In this blog, we will focus on how to run this model with TLT on Azure but if you would like to learn more about the model architecture and how to optimize the model, check out the two part blog on Training/Optimization 2D body pose with TLT – Part 1 and Part 2. Additional information about this model can be found in the NGC Model card.


 


Step 1 – Setup TLT


For TLT, we require a Python Virtual environment. Setup the Python Virtual Environment. Run the commands below to set up the Virtual environment.


 


 

sudo su - root
usermod -a -G docker azureuser
apt-get -y install python3-pip unzip
pip3 install virtualenvwrapper
export VIRTUALENVWRAPPER_PYTHON=/usr/bin/python3
source /usr/local/bin/virtualenvwrapper.sh
mkvirtualenv launcher -p /usr/bin/python3

 


 


 


Install Jupyterlab and TLT Python package. TLT uses a Python launcher to launch training runs. The launcher will automatically pull the correct docker image from NGC and run training on it. Alternatively, you can also manually pull the docker container and run it directly inside the docker. For this blog, we will run it from the launcher.


 


 

pip3 install jupyterlab
pip3 install nvidia-pyindex
pip3 install nvidia-tlt

 


 


 


Check if TLT is installed properly. Run the command below.
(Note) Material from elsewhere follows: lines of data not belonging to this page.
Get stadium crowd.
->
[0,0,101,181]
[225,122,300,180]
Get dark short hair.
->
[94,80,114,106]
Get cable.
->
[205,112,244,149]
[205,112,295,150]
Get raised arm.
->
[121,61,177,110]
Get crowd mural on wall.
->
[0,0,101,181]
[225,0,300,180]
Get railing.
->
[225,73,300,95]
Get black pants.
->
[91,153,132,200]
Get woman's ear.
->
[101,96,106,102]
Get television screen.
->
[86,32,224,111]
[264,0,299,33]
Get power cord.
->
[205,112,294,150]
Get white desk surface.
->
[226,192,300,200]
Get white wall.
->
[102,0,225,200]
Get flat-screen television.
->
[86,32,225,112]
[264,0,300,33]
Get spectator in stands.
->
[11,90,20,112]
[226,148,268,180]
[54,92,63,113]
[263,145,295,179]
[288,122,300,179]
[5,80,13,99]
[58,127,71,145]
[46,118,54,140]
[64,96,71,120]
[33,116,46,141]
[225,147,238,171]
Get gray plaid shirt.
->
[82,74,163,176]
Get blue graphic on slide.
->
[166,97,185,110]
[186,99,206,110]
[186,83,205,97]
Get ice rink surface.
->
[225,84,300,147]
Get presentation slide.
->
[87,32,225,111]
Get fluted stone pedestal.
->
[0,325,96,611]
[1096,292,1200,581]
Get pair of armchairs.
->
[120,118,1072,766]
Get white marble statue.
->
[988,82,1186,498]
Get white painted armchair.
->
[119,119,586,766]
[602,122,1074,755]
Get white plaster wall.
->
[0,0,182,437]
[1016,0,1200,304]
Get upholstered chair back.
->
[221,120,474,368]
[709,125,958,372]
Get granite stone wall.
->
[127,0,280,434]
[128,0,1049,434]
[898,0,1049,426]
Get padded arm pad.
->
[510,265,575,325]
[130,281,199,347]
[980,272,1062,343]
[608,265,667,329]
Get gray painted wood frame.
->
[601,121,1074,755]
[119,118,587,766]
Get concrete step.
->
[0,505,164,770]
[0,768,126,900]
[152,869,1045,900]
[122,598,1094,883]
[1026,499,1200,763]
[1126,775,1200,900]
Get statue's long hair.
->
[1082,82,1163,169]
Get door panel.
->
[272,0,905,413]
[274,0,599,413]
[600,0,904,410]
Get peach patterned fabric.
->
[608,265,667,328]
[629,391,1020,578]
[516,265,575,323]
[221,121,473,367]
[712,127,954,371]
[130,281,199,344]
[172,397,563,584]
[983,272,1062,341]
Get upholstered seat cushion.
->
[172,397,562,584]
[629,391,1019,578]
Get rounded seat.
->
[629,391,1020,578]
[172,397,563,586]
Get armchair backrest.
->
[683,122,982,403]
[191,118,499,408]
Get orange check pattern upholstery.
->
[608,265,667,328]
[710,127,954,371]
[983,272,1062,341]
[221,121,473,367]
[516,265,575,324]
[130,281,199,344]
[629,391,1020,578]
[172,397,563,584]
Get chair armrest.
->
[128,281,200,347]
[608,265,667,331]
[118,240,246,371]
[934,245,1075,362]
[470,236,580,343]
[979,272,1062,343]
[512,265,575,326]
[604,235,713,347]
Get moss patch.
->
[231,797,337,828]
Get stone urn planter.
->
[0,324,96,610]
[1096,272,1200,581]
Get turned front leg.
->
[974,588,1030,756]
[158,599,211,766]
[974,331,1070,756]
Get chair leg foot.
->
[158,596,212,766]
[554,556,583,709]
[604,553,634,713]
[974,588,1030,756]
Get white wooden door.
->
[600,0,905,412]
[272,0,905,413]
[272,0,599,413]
This will dump a list of AI tasks that are supported by TLT.


 


 

tlt info --verbose

Configuration of the TLT Instance

dockers:
         nvcr.io/nvidia/tlt-streamanalytics:
               docker_tag: v3.0-py3
               tasks:
1. augment
2. classification
3. detectnet_v2
4. dssd
5. emotionnet
6. faster_rcnn
7. fpenet
8. gazenet
9. gesturenet
10. heartratenet
11. lprnet
12. mask_rcnn
13. retinanet
14. ssd
15. unet
16. yolo_v3
17. yolo_v4
18. tlt-converter
         
          nvcr.io/nvidia/tlt-pytorch:
          docker_tag: v3.0-py3

tasks:

1. speech_to_text
2. text_classification
3. question_answering
4. token_classification
5. intent_slot_classification
6. punctuation_and_capitalization
format_version: 1.0

tlt_version: 3.0

published_date: mm/dd/yyyy

 


 


 


Login to NGC and download Jupyter notebooks from NGC


 


 

docker login nvcr.io

cd /mnt/
sudo chown azureuser:azureuser /mnt/

wget --content-disposition https://api.ngc.nvidia.com/v2/resources/nvidia/tlt_cv_samples/versions/v1.1.0/zip -O tlt_cv_samples_v1.1.0.zip

unzip -u tlt_cv_samples_v1.1.0.zip  -d ./tlt_cv_samples_v1.1.0 && cd ./tlt_cv_samples_v1.1.0

 


 


 


Start your Jupyter notebook and open it in your browser.


 


 

jupyter notebook --ip 0.0.0.0 --port 8888 --allow-root

 


 


 


Step 2 – Open Jupyter notebook and spec file


In the browser, you will see all the CV models that are supported by TLT. For this experiment we will train a 2D body pose model. Click on the “bpnet” model in the Jupyter notebook. In this directory, you will also find Jupyter notebooks for popular networks like YOLOV3/V4, FasterRCNN, SSD, UNET and more. You can follow the same steps to train any other models.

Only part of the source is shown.